YMMV / Jeeves and Wooster

  • Alternative Character Interpretation: Jeeves can become quite sinister when you look at him a certain way. He manipulates Bertie to be dependent on him and passive-aggressively forces him to live in a way that keeps Jeeves employed — although in the end, he always reveals to Bertie what he's done, and not only does Bertie not mind, he's happier hanging out with Jeeves than with any other character.
    • By a similar token, Bertie's Upper-Class Twit tendencies often seem to be little more than a front; he's not nearly as stupid as he likes to pretend, just too lazy to think things through. If he were really stupid, he'd fire Jeeves for constantly defying his every last whim, whereas the overall dramatic arc of every Jeeves & Wooster story consists of Bertie at first forgetting and then remembering that Jeeves is better at defending Bertie's best interests than Bertie himself is.
  • Cant Unhear It: After once seeing the series, it is quite impossible to read the stories without hearing Stephen Fry and Hugh Laurie as the title characters.
  • Crowning Moment of Funny: Gussie's drunken speech at Market Snodsbury. Heavily shortened and toned down from the book, but it's still hilarious, and can arguably double as a Crowning Moment of Awesome for Gussie, even if very few of the characters think so.
    • Aunt Dahlia, on the other hand, thought it was a fine afternoon's entertainment...
    Aunt Dahlia: If you see Spink-Bottle, tell him he has made an old woman very, very happy [...] It restores one's faith in post-War whiskey.
  • Ear Worm: The theme. It doesn't help that it's used as the basis for the entire score. Or that it perfectly suits the tone of the show.
  • Fandom Berserk Button: Jeeves is not a butler. He is a valet (or a gentleman's gentleman). There is a difference. Woe betide you if a fan hears you refer to him as such...or, worse, as a chauffeur. And in British English, the t in valet is not silent - so VA-llut, not valéy.
    • Although now that we're clear on that subject, if the need for a butler does arise, Jeeves can "buttle with the best of them.")
  • "Funny Aneurysm" Moment: One of the characters, Roderick Spode, was a satirical No Celebrities Were Harmed take on a pre-World War II British Fascist politician. Wodehouse could not have imagined the way another fascist government would affect his life. Prior to World War II, Wodehouse had moved to France. In the German invasion, Wodehouse was captured and coerced into participating in several German propaganda broadcasts. As a result of the scandal that followed, Wodehouse would never again set foot in the country of his birth to the day he died.
  • Hilarious in Hindsight: It's now even funnier to see so much slapstick nonsense happening at Downton Abbey.
  • Ho Yay: The Ho Yay section for Wodehouse's works could as well have been called the Jeeves & Wooster-section (with a side order of Psmith).

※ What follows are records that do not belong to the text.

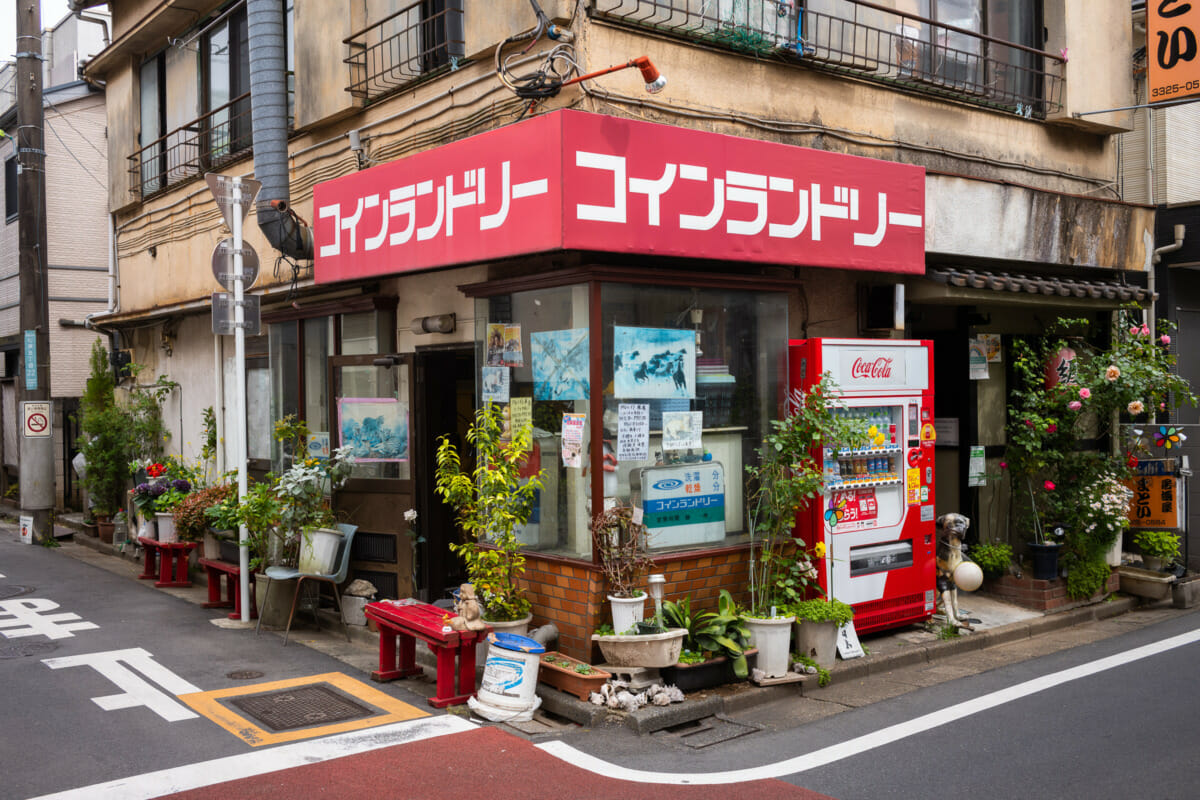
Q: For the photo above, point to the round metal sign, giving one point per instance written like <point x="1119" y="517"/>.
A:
<point x="222" y="264"/>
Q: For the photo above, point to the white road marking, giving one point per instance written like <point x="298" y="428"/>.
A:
<point x="234" y="768"/>
<point x="136" y="690"/>
<point x="869" y="741"/>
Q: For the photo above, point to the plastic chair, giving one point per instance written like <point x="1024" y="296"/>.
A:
<point x="334" y="579"/>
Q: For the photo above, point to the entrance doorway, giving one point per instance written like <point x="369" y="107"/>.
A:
<point x="445" y="407"/>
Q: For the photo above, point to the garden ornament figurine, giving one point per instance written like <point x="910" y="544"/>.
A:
<point x="952" y="528"/>
<point x="469" y="617"/>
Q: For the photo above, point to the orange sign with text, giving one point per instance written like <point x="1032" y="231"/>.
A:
<point x="1173" y="52"/>
<point x="1155" y="501"/>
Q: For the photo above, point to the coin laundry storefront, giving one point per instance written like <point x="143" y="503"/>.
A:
<point x="633" y="290"/>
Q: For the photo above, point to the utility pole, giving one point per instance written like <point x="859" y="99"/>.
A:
<point x="36" y="440"/>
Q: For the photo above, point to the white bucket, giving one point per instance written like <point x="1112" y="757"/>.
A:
<point x="510" y="675"/>
<point x="318" y="549"/>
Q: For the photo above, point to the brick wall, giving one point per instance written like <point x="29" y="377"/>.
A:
<point x="571" y="594"/>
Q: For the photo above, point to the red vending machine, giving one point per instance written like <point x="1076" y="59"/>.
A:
<point x="876" y="515"/>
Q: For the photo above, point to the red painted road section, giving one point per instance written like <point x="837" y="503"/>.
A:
<point x="485" y="763"/>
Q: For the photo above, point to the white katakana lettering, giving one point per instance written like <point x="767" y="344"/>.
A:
<point x="136" y="691"/>
<point x="29" y="619"/>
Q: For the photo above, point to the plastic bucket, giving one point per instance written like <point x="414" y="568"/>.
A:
<point x="510" y="675"/>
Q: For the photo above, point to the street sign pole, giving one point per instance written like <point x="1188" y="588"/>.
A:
<point x="239" y="338"/>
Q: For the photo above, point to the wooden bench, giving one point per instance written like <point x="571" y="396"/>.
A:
<point x="401" y="623"/>
<point x="217" y="570"/>
<point x="167" y="561"/>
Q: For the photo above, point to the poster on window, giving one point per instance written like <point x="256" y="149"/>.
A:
<point x="652" y="362"/>
<point x="559" y="364"/>
<point x="373" y="428"/>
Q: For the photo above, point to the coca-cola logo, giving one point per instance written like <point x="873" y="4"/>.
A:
<point x="875" y="370"/>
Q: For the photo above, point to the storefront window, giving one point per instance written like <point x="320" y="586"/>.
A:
<point x="689" y="380"/>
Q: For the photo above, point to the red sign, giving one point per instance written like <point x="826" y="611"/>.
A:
<point x="571" y="180"/>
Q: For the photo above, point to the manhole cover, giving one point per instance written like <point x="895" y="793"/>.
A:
<point x="25" y="649"/>
<point x="713" y="731"/>
<point x="300" y="708"/>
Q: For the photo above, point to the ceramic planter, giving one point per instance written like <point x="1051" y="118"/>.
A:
<point x="646" y="650"/>
<point x="706" y="674"/>
<point x="627" y="612"/>
<point x="817" y="641"/>
<point x="773" y="637"/>
<point x="559" y="671"/>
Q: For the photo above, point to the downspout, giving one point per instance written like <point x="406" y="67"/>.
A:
<point x="269" y="119"/>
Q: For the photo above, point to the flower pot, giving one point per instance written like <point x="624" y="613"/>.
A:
<point x="773" y="637"/>
<point x="559" y="671"/>
<point x="627" y="612"/>
<point x="817" y="641"/>
<point x="517" y="626"/>
<point x="166" y="524"/>
<point x="318" y="551"/>
<point x="646" y="650"/>
<point x="706" y="674"/>
<point x="282" y="594"/>
<point x="1045" y="560"/>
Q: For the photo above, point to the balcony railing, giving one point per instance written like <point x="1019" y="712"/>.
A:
<point x="864" y="40"/>
<point x="411" y="44"/>
<point x="204" y="144"/>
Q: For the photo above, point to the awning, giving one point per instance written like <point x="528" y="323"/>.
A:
<point x="989" y="286"/>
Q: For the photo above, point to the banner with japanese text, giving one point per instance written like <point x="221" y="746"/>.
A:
<point x="573" y="180"/>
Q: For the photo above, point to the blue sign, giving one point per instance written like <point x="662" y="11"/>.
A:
<point x="30" y="361"/>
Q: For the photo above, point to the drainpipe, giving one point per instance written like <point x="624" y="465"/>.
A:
<point x="269" y="118"/>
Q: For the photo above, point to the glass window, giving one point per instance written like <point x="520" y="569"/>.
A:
<point x="682" y="352"/>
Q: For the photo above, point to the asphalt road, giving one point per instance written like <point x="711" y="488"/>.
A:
<point x="130" y="695"/>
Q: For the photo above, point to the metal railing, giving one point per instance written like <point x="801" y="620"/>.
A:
<point x="204" y="144"/>
<point x="864" y="40"/>
<point x="411" y="44"/>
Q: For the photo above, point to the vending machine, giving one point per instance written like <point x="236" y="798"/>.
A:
<point x="876" y="513"/>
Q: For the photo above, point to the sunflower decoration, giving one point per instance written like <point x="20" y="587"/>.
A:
<point x="835" y="511"/>
<point x="1168" y="437"/>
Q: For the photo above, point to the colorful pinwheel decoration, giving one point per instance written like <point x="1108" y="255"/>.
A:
<point x="835" y="511"/>
<point x="1168" y="437"/>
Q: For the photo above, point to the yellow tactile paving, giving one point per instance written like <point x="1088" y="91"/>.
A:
<point x="207" y="703"/>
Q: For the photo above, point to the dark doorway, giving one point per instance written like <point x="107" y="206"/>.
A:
<point x="445" y="407"/>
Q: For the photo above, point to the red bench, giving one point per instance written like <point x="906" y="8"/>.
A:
<point x="216" y="570"/>
<point x="167" y="561"/>
<point x="403" y="621"/>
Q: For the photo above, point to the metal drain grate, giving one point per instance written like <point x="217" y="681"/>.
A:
<point x="712" y="731"/>
<point x="25" y="649"/>
<point x="301" y="708"/>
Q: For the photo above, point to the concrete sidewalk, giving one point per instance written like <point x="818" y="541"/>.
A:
<point x="897" y="661"/>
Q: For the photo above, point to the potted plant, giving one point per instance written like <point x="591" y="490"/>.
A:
<point x="621" y="546"/>
<point x="789" y="475"/>
<point x="491" y="501"/>
<point x="1068" y="392"/>
<point x="1158" y="548"/>
<point x="105" y="440"/>
<point x="816" y="627"/>
<point x="717" y="648"/>
<point x="191" y="516"/>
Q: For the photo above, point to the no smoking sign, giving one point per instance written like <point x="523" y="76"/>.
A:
<point x="36" y="420"/>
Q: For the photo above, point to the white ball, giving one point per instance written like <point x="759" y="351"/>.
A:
<point x="967" y="576"/>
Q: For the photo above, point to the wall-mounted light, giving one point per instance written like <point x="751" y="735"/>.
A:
<point x="436" y="324"/>
<point x="651" y="74"/>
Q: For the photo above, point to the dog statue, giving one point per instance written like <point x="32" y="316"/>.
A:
<point x="952" y="529"/>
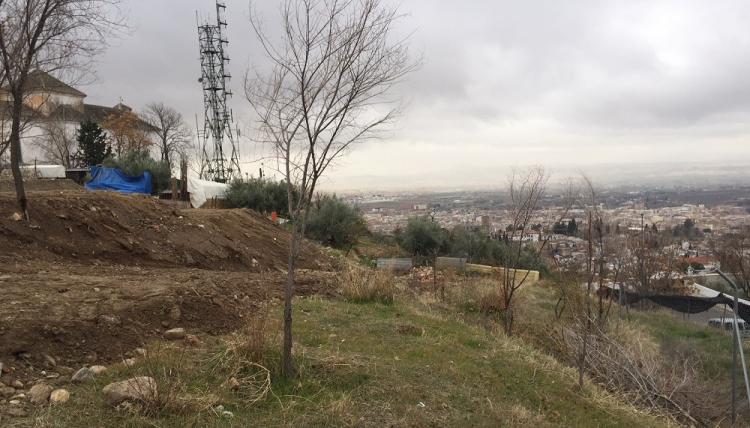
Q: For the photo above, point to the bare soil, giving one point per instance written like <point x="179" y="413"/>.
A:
<point x="95" y="275"/>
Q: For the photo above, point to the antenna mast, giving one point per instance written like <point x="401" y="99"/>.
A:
<point x="217" y="138"/>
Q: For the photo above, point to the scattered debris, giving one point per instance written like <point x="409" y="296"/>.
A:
<point x="85" y="374"/>
<point x="39" y="393"/>
<point x="141" y="388"/>
<point x="59" y="396"/>
<point x="175" y="334"/>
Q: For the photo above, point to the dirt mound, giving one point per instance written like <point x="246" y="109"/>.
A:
<point x="84" y="314"/>
<point x="95" y="275"/>
<point x="137" y="230"/>
<point x="40" y="185"/>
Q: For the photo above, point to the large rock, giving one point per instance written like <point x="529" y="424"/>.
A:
<point x="59" y="396"/>
<point x="141" y="388"/>
<point x="97" y="370"/>
<point x="175" y="334"/>
<point x="39" y="393"/>
<point x="85" y="374"/>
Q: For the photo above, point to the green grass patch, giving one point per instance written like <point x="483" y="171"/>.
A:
<point x="369" y="365"/>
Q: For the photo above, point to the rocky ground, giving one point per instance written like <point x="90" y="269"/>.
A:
<point x="93" y="277"/>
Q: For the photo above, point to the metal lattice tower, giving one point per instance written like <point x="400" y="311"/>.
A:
<point x="218" y="136"/>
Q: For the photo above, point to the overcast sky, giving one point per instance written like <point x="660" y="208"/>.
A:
<point x="504" y="83"/>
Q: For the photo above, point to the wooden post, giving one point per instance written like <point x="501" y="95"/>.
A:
<point x="173" y="186"/>
<point x="183" y="180"/>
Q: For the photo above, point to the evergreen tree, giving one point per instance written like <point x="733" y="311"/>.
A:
<point x="93" y="147"/>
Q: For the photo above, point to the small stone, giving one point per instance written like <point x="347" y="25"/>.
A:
<point x="175" y="313"/>
<point x="17" y="412"/>
<point x="141" y="388"/>
<point x="39" y="393"/>
<point x="85" y="374"/>
<point x="175" y="334"/>
<point x="109" y="320"/>
<point x="97" y="370"/>
<point x="50" y="360"/>
<point x="59" y="396"/>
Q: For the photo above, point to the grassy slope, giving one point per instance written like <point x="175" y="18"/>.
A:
<point x="373" y="365"/>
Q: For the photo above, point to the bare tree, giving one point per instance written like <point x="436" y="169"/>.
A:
<point x="173" y="133"/>
<point x="53" y="36"/>
<point x="526" y="190"/>
<point x="331" y="71"/>
<point x="56" y="142"/>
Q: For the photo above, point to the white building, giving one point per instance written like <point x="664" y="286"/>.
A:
<point x="49" y="101"/>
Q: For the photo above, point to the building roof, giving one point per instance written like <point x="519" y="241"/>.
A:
<point x="40" y="81"/>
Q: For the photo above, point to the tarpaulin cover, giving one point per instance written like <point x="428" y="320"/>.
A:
<point x="202" y="190"/>
<point x="114" y="179"/>
<point x="45" y="171"/>
<point x="687" y="304"/>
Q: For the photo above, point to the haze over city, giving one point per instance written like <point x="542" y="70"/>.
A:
<point x="565" y="84"/>
<point x="374" y="213"/>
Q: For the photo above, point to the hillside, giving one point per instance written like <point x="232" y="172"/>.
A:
<point x="368" y="365"/>
<point x="135" y="230"/>
<point x="95" y="275"/>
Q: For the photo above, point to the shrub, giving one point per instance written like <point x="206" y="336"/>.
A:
<point x="423" y="237"/>
<point x="136" y="162"/>
<point x="335" y="223"/>
<point x="259" y="194"/>
<point x="367" y="285"/>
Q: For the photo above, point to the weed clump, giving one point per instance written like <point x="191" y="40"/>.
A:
<point x="367" y="286"/>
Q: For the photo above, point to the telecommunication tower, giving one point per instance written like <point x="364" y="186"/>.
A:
<point x="217" y="139"/>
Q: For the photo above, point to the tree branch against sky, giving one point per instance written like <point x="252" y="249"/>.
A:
<point x="331" y="72"/>
<point x="54" y="36"/>
<point x="173" y="134"/>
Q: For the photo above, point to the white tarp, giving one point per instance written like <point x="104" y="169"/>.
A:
<point x="44" y="171"/>
<point x="202" y="190"/>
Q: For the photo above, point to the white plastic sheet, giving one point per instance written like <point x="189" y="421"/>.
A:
<point x="45" y="171"/>
<point x="202" y="190"/>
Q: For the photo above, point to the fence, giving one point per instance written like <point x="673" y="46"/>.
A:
<point x="395" y="264"/>
<point x="459" y="264"/>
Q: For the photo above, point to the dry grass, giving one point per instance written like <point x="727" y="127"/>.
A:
<point x="480" y="295"/>
<point x="246" y="355"/>
<point x="359" y="285"/>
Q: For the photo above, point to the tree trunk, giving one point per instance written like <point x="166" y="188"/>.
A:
<point x="509" y="316"/>
<point x="15" y="157"/>
<point x="287" y="363"/>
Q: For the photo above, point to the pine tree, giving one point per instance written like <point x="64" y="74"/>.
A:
<point x="93" y="146"/>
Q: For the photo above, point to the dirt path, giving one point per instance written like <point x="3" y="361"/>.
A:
<point x="83" y="314"/>
<point x="95" y="275"/>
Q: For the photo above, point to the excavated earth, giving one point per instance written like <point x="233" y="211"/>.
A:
<point x="93" y="276"/>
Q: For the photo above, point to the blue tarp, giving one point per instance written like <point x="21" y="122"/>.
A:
<point x="113" y="179"/>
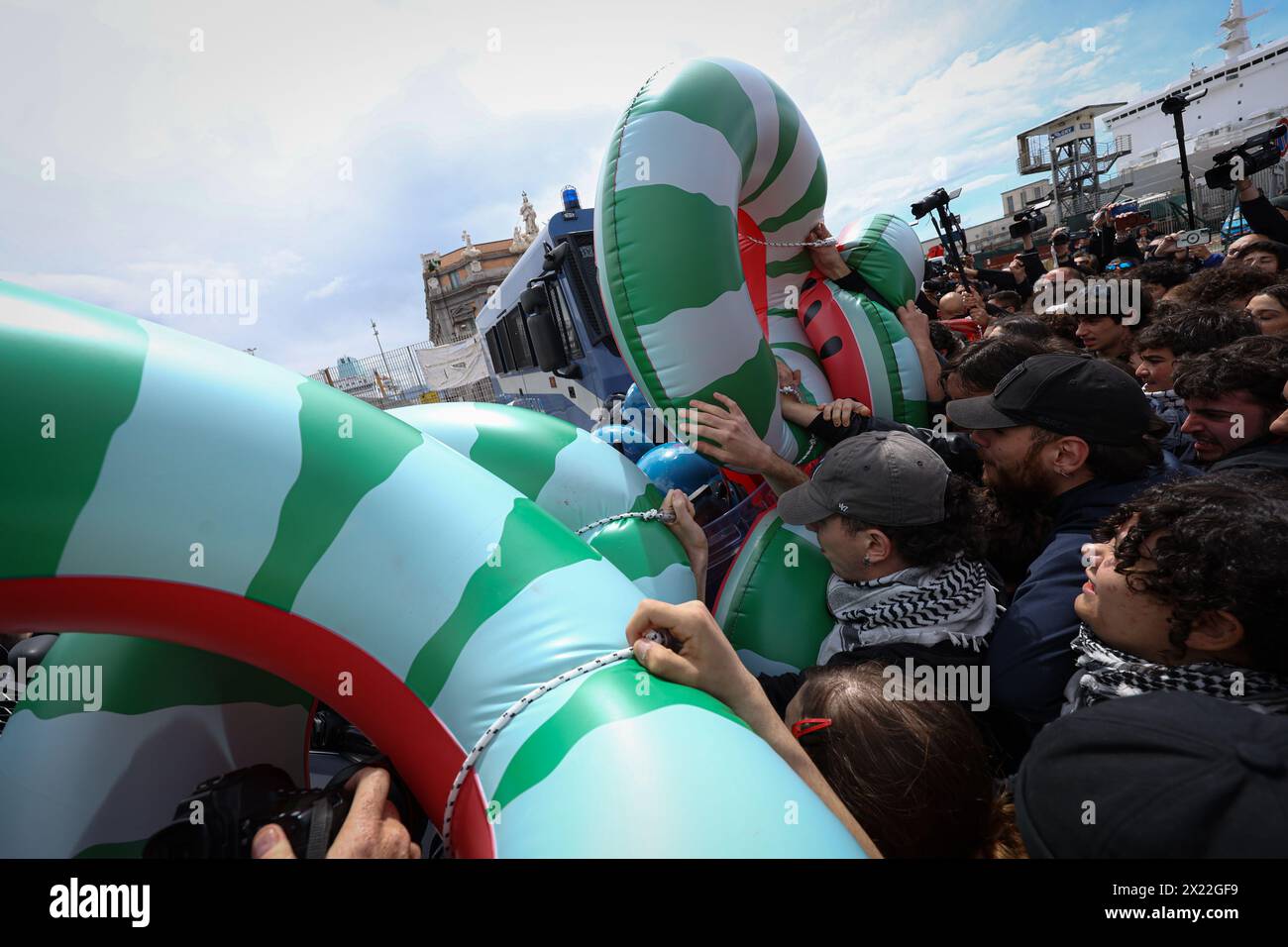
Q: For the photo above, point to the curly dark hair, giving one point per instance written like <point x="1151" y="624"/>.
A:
<point x="958" y="534"/>
<point x="1194" y="329"/>
<point x="982" y="365"/>
<point x="1220" y="544"/>
<point x="1278" y="292"/>
<point x="914" y="774"/>
<point x="1228" y="283"/>
<point x="1257" y="365"/>
<point x="945" y="341"/>
<point x="1163" y="273"/>
<point x="1115" y="463"/>
<point x="1025" y="326"/>
<point x="1008" y="298"/>
<point x="1271" y="247"/>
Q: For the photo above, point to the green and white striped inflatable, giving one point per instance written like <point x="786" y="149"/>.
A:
<point x="575" y="476"/>
<point x="95" y="784"/>
<point x="773" y="600"/>
<point x="165" y="487"/>
<point x="706" y="150"/>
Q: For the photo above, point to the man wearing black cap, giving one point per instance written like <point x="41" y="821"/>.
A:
<point x="1265" y="217"/>
<point x="1160" y="776"/>
<point x="1074" y="437"/>
<point x="903" y="540"/>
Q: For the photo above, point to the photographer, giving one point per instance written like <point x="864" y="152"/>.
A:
<point x="1113" y="235"/>
<point x="1265" y="217"/>
<point x="1020" y="272"/>
<point x="372" y="830"/>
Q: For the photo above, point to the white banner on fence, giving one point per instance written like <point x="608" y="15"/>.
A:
<point x="452" y="365"/>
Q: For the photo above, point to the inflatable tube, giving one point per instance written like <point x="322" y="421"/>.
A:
<point x="369" y="565"/>
<point x="861" y="343"/>
<point x="773" y="602"/>
<point x="574" y="476"/>
<point x="84" y="767"/>
<point x="703" y="147"/>
<point x="864" y="352"/>
<point x="887" y="253"/>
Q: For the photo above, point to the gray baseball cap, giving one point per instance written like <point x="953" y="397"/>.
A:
<point x="883" y="476"/>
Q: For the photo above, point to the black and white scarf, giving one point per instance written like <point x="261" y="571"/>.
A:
<point x="1106" y="673"/>
<point x="914" y="605"/>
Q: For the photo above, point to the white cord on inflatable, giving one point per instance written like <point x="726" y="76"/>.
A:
<point x="647" y="515"/>
<point x="829" y="241"/>
<point x="489" y="733"/>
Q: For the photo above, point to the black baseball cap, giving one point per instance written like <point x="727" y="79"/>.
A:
<point x="1166" y="775"/>
<point x="881" y="476"/>
<point x="1067" y="394"/>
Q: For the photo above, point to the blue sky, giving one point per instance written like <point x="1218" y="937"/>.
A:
<point x="226" y="162"/>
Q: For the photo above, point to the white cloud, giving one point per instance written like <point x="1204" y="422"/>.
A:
<point x="227" y="162"/>
<point x="330" y="289"/>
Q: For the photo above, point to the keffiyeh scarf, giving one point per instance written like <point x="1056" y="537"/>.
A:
<point x="1106" y="673"/>
<point x="914" y="605"/>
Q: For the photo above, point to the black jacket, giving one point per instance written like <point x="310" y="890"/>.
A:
<point x="1267" y="454"/>
<point x="1263" y="218"/>
<point x="1029" y="657"/>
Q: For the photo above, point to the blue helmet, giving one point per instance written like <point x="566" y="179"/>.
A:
<point x="635" y="398"/>
<point x="627" y="440"/>
<point x="678" y="467"/>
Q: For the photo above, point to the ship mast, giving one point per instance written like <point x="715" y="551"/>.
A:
<point x="1236" y="40"/>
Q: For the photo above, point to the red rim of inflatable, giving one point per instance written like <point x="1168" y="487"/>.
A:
<point x="294" y="648"/>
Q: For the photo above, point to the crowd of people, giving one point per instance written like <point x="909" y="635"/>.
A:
<point x="1096" y="523"/>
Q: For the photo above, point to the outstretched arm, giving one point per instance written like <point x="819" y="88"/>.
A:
<point x="708" y="663"/>
<point x="735" y="442"/>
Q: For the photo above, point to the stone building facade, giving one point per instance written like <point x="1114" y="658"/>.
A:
<point x="458" y="285"/>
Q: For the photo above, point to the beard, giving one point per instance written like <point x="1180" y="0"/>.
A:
<point x="1019" y="486"/>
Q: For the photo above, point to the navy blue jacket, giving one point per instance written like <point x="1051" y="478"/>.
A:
<point x="1029" y="657"/>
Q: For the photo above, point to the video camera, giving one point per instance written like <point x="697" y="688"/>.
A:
<point x="236" y="805"/>
<point x="932" y="201"/>
<point x="1030" y="219"/>
<point x="1254" y="155"/>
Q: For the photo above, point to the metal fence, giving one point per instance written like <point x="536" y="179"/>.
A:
<point x="1211" y="206"/>
<point x="394" y="377"/>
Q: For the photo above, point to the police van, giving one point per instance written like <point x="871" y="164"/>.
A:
<point x="546" y="334"/>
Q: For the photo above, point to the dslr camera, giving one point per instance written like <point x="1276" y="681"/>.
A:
<point x="1254" y="155"/>
<point x="1030" y="219"/>
<point x="934" y="200"/>
<point x="233" y="806"/>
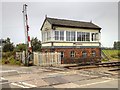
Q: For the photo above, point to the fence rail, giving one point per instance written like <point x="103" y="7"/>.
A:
<point x="47" y="59"/>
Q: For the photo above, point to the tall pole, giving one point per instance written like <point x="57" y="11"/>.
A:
<point x="27" y="37"/>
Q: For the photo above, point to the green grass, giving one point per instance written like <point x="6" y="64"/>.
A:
<point x="112" y="54"/>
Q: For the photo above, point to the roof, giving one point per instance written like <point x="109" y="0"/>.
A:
<point x="71" y="23"/>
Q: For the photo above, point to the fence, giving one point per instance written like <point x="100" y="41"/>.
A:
<point x="47" y="59"/>
<point x="20" y="56"/>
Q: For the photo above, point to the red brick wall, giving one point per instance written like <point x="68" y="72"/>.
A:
<point x="78" y="52"/>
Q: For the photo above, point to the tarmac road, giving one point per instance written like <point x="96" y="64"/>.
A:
<point x="45" y="77"/>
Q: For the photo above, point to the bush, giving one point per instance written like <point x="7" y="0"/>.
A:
<point x="8" y="58"/>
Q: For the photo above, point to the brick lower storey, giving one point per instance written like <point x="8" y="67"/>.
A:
<point x="78" y="58"/>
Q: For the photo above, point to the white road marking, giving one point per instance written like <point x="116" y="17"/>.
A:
<point x="7" y="71"/>
<point x="27" y="84"/>
<point x="15" y="84"/>
<point x="88" y="75"/>
<point x="23" y="83"/>
<point x="95" y="83"/>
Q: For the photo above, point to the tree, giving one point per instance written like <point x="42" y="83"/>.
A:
<point x="117" y="45"/>
<point x="36" y="44"/>
<point x="7" y="45"/>
<point x="20" y="47"/>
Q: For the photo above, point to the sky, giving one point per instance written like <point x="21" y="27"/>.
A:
<point x="103" y="14"/>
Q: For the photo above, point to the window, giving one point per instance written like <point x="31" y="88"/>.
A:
<point x="72" y="54"/>
<point x="95" y="37"/>
<point x="70" y="36"/>
<point x="56" y="35"/>
<point x="84" y="54"/>
<point x="62" y="54"/>
<point x="61" y="35"/>
<point x="87" y="36"/>
<point x="79" y="36"/>
<point x="83" y="36"/>
<point x="67" y="36"/>
<point x="93" y="53"/>
<point x="73" y="36"/>
<point x="48" y="35"/>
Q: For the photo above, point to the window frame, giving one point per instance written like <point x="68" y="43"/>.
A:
<point x="93" y="54"/>
<point x="62" y="54"/>
<point x="72" y="54"/>
<point x="84" y="54"/>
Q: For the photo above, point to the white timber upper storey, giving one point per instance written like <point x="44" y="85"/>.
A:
<point x="69" y="31"/>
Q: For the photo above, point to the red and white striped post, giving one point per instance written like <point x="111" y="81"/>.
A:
<point x="27" y="37"/>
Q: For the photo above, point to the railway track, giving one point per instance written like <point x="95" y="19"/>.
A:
<point x="98" y="65"/>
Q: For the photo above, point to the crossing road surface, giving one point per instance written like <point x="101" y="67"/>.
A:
<point x="51" y="77"/>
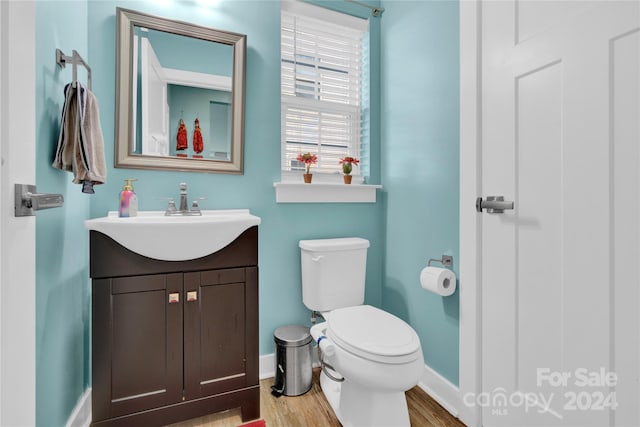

    • In the show, despite their official Heterosexual Life-Partners status, Bertie and Jeeves both seem almost suspiciously determined to make sure Bertie never ends up with whatever woman he's gotten himself engaged to. Early in the show's run Jeeves will explain that he thinks the fiancée is a "bad match" but as the plot kept coming up it was taken for granted that Bertie was simply never to marry if he and Jeeves can find him a way out of it.
  • Idiot Plot: Ordinarily, that would be a put-down. But here, the fact that most of the cast are idiots is essentially the premise of the series, so there's no harm done in calling these plots what they are.
  • Magnificent Bastard: Jeeves.
  • Seasonal Rot: The episodes set in New York are not as fondly remembered.
  • Tear Jerker: "Well, then... Leave, dash it!" "...Very good, sir." Jeeves is blinking an awful lot as he turns away.
  • Values Dissonance: A few instances of casual racism in the books, very typical of the period. In particular, Minstrels in blackface are presented as harmless jolly fun. There's also a problematic scene wherein it turns out Jeeves has rid himself of Bertie's latest fashion faux pas — bright purple socks — by giving them to a New York elevator operator, who then thanks Bertie using 'Negro' dialect more suited to one of those minstrel shows. (It should be noted, though, that Bertie's reaction is characteristically gracious; clearly the Code of the Woosters is fairly broad-minded.)
  • The Woobie: We dare you to not want to give Bertie a hug after all the crap he goes through in some episodes. True for the books as well.